Esensi haji, akan memaksa manusia merenungi tujuan awal penciptaannya. Misalnya melalui gerakan tawaf; sebuah gerakan yang menghilangkan identitas personal manusia. Semua orang berkumpul, berputar dalam arah yang sama tanpa ada perbedaan jabatan, ras, warna kulit, atau perbedaan lainnya. Inilah yang disebut sebagai transformasi total manusia. Segala bentuk ke-aku-an lenyap, bersatu menjadi “kita” yang merupakan ummah dalam tujuan menghampiri Tuhan.
Pun dapat kita lihat, ritual-ritual lainnya juga mengacu pada hal yang sama. Haji menjadi momen perubahan seorang hamba untuk lebih beradab. Menyalakan prinsip kemanusiaan, dan mematikan nalar egoisme yang bersemayam dalam hati.

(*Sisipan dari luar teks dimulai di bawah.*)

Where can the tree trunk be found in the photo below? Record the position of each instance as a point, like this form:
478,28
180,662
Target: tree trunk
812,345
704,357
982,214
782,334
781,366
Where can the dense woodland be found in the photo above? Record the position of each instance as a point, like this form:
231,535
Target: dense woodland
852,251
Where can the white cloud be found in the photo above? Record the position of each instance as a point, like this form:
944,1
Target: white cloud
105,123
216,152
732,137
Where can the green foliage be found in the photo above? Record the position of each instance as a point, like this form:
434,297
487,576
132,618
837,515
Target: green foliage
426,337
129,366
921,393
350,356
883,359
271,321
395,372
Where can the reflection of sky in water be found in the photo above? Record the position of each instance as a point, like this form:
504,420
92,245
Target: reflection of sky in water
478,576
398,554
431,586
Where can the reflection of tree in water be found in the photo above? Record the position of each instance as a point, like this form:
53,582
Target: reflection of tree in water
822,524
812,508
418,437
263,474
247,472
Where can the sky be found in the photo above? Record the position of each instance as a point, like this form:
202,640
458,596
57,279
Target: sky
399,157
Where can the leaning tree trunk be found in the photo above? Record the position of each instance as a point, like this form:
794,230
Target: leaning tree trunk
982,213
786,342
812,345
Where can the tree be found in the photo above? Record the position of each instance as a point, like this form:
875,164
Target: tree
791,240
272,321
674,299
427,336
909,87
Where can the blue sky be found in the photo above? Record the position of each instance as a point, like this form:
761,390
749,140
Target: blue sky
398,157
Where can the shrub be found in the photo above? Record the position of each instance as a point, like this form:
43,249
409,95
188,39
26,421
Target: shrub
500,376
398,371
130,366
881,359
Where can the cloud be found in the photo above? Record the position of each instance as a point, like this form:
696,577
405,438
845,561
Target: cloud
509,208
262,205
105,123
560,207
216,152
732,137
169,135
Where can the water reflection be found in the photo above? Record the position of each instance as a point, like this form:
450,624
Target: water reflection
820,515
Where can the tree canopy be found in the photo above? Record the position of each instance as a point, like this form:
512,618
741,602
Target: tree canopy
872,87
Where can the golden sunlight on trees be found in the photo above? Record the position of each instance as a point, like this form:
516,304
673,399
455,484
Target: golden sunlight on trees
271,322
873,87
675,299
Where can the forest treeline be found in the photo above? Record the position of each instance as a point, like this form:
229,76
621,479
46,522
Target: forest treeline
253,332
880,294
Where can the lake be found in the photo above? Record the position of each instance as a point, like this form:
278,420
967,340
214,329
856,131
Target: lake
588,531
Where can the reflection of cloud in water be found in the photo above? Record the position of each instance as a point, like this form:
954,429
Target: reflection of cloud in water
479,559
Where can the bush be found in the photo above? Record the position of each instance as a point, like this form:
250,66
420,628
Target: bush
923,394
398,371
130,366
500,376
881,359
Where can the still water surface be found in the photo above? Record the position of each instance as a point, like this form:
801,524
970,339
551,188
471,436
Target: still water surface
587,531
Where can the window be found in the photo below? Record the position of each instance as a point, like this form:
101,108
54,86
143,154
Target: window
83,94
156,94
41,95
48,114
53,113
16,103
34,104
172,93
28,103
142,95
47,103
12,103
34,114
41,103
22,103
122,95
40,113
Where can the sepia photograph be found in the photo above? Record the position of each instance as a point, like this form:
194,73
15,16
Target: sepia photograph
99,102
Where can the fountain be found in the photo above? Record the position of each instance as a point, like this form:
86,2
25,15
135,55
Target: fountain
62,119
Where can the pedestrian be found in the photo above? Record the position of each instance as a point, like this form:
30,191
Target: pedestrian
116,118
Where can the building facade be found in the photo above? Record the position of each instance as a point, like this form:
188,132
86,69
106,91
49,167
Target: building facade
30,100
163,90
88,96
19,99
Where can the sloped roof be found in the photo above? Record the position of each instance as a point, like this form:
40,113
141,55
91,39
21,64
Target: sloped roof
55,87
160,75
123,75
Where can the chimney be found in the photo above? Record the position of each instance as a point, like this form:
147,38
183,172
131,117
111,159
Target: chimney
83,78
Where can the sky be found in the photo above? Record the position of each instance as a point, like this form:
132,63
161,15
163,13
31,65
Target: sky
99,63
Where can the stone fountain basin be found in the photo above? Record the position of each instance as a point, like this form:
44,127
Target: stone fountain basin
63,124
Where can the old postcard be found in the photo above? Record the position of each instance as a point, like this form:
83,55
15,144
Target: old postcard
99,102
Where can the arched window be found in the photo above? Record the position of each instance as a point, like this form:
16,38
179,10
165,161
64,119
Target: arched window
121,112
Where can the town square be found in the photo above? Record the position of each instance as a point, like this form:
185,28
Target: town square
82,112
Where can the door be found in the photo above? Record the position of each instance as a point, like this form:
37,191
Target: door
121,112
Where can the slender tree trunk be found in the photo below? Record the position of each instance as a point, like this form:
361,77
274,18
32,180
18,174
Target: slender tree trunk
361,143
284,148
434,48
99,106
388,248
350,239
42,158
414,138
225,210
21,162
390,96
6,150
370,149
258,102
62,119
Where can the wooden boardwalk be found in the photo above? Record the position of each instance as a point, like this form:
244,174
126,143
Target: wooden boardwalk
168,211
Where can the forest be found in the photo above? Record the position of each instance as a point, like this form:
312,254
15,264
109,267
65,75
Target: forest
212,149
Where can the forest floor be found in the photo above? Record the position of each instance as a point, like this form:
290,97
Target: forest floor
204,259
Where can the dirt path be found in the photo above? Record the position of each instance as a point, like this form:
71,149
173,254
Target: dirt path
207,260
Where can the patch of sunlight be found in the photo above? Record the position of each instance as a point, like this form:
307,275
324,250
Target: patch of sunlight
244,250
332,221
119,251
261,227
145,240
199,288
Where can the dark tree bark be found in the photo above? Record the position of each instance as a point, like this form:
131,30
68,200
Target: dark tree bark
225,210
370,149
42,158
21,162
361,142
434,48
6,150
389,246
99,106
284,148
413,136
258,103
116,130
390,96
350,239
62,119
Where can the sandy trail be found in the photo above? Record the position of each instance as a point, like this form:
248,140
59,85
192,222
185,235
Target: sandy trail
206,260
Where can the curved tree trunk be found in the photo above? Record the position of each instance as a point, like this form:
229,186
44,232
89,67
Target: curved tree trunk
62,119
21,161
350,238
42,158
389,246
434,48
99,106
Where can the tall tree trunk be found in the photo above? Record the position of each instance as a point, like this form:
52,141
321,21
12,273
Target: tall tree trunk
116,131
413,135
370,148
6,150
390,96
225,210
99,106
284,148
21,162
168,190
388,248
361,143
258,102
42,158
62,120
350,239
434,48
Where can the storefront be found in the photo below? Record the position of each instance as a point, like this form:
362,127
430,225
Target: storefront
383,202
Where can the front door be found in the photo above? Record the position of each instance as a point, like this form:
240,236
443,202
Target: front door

Tuntunan sikap kebijakan tersebut, akan mendorong manusia mengenal lebih dekat siapa dirinya. Tidak ada kesalahan yang lebih besar selain kesalahan yang ada pada dirinya. Maka semakin dalam ia mempelajari tentang diri sendiri, maka semakin mudah pula ia menemukan Tuhannya.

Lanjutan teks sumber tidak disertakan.